The Gates Foundation boasts about its grants to help poor farmers adapt to droughts and floods caused by global warming. Yet according to the foundation's most recent tax filing and recent SEC filings, it holds more than $1.2 billion in a rogues' gallery of corporate actors, including BP, Royal Dutch Shell and Exxon Mobil, whose environmental despoliation promotes the climate change that is destroying those farmers' livelihoods. You cannot fight global warming by investing in those global firms that help to create it. 10% good works, countered by 90% of funds actually causing damage results in a net ecological and social loss.

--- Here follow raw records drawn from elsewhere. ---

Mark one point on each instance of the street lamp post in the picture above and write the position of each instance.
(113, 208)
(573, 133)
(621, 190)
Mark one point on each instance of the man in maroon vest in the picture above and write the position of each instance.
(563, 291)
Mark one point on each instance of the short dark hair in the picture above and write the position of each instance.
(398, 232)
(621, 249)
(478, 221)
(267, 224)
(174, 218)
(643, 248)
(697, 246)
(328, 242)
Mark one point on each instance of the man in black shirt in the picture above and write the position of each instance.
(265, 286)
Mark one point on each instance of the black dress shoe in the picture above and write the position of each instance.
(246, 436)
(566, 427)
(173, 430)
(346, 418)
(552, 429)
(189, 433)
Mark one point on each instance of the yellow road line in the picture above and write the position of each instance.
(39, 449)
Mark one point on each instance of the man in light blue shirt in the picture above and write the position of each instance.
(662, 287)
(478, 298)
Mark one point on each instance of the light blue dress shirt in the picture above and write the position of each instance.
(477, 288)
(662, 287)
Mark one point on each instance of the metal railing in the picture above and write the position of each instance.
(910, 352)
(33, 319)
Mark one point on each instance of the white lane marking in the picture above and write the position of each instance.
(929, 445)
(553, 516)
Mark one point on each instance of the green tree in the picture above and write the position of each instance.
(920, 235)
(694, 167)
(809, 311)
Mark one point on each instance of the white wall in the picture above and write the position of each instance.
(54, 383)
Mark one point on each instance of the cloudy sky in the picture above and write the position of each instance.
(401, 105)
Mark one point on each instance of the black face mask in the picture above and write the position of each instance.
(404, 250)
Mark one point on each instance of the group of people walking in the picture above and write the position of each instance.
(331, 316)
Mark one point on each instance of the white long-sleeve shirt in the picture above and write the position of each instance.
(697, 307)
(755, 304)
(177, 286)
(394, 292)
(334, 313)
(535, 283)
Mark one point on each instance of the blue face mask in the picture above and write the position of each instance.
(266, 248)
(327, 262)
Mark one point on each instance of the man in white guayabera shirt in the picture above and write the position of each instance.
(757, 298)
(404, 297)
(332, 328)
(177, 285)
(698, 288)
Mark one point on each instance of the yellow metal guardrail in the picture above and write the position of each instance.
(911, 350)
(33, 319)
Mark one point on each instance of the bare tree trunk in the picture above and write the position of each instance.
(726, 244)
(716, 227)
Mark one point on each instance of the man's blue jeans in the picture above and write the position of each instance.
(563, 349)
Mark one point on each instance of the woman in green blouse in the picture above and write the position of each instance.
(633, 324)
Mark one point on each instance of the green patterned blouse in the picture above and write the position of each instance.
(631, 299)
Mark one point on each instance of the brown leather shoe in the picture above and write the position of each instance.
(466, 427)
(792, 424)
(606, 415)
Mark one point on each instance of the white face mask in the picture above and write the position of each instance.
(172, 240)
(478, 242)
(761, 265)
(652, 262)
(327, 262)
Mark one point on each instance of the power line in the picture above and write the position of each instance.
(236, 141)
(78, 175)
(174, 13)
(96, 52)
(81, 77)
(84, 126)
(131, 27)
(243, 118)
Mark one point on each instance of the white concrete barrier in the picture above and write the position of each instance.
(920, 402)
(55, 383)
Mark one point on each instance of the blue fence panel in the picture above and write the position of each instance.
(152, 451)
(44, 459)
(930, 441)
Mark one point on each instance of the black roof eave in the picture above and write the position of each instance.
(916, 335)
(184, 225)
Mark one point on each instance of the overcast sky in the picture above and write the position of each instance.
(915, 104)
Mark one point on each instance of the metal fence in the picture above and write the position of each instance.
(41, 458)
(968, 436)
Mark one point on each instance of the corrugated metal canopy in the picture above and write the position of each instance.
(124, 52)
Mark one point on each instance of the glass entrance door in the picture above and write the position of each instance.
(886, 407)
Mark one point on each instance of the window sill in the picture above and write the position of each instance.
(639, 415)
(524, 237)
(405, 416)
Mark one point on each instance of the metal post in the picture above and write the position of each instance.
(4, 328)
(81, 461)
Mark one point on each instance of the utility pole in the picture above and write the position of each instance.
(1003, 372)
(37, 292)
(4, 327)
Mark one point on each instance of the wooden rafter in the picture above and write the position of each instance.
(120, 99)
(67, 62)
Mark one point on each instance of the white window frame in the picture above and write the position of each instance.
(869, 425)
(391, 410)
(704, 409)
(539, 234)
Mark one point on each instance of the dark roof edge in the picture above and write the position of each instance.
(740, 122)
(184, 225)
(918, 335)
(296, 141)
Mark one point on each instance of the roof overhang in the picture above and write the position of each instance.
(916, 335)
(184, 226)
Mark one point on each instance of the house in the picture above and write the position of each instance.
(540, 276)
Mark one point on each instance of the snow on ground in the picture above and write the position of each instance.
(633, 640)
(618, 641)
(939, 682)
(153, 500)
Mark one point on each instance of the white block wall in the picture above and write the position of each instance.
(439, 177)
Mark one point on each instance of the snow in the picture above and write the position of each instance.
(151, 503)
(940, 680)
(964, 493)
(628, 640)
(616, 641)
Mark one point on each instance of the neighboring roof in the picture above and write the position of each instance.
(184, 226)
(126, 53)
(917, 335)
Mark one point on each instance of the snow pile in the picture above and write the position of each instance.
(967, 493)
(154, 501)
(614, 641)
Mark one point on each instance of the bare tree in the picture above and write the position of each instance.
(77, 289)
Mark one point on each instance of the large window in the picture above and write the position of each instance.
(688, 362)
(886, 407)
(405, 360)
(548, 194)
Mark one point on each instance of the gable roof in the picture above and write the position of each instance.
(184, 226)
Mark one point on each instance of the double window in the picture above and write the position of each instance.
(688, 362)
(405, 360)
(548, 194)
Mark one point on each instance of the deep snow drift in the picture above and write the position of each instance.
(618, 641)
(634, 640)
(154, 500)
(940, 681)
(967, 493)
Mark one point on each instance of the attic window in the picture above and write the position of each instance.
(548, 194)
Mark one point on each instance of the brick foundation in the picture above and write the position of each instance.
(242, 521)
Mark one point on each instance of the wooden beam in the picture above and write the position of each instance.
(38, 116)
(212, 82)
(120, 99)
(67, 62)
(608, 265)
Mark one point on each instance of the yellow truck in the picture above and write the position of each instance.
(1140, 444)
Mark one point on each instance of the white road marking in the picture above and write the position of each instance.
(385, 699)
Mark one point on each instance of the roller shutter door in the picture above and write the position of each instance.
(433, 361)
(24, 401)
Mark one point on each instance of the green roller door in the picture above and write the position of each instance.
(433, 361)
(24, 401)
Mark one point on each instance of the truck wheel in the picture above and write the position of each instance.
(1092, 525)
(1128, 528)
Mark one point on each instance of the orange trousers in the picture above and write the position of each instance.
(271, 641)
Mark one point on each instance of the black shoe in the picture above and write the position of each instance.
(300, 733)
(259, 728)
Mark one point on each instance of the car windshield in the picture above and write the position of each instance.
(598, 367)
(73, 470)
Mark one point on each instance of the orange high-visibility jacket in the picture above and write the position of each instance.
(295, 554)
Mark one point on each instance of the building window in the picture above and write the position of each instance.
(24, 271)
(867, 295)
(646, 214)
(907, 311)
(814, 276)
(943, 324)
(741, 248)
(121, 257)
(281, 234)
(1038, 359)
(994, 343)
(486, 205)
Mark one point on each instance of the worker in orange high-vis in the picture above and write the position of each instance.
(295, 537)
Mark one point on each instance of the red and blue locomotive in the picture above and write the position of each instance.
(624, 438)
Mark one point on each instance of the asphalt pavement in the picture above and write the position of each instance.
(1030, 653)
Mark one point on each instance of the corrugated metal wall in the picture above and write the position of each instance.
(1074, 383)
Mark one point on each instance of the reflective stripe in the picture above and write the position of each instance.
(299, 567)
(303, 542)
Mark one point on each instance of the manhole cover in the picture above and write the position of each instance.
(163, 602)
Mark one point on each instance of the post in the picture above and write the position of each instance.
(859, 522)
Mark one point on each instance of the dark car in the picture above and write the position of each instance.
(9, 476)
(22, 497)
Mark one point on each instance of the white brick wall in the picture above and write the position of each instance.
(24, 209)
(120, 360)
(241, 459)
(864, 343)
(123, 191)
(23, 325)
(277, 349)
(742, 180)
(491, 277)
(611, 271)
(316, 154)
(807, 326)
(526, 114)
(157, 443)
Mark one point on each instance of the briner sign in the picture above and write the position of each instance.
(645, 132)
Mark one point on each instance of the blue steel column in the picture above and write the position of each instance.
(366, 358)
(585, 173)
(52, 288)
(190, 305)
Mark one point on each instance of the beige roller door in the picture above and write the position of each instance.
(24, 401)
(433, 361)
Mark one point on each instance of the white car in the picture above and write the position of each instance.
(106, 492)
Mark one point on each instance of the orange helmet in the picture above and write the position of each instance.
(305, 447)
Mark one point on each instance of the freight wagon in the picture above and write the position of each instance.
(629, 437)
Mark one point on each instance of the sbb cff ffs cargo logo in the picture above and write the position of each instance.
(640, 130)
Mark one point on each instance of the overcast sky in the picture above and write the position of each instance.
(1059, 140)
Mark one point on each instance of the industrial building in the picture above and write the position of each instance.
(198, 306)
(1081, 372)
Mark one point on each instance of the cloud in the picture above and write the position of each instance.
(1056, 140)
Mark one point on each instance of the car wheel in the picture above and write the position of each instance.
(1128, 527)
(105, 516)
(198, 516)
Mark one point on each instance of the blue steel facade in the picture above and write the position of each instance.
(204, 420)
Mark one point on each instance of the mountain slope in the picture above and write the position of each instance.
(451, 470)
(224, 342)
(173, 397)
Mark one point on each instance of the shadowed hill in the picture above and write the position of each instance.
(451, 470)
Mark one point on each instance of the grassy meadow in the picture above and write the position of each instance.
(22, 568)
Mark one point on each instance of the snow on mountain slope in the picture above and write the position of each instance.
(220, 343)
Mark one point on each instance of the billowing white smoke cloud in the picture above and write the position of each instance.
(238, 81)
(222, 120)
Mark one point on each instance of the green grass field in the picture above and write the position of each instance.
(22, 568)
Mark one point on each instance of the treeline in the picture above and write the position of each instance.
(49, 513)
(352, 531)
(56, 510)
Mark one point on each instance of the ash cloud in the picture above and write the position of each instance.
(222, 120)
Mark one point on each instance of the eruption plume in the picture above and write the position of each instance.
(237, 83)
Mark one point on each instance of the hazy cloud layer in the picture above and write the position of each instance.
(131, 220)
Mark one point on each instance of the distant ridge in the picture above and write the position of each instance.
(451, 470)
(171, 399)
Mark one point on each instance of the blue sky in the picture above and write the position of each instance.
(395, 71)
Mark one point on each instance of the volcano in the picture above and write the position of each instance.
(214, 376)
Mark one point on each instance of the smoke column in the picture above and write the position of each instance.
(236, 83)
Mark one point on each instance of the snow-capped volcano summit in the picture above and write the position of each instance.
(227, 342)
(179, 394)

By comparison, a group of seventeen other charitable foundations showed philanthropic leadership when they recently decided to divest from companies that do business in fossil fuels. The head of the Wallace Global Fund wrote that the effort "seeks to break the industry's grip on our political process as it helps catalyze the global energytransition that the climate crisis demands." Stanford University, a major beneficiary of Gates largesse, recently announced that it would divest all coal company investments from its endowment. In contrast, as of the most recent publicly available annual report, the Gates foundation held $30 million in coal firms.
Gates also has placed big bets on mining firms whose operations have proved environmentally disastrous for foundation beneficiaries in the developing world. This includes stakes in Brazil's Vale S.A. and Rio Tinto--often cited for egregious pollution. Both companies, among others in the Gates portfolio, are jumping into the burgeoning market for rare earth elements essential to electronics, hybrid cars and windmills, yet they are notorious for laying to waste wide areas around mines and processing plants.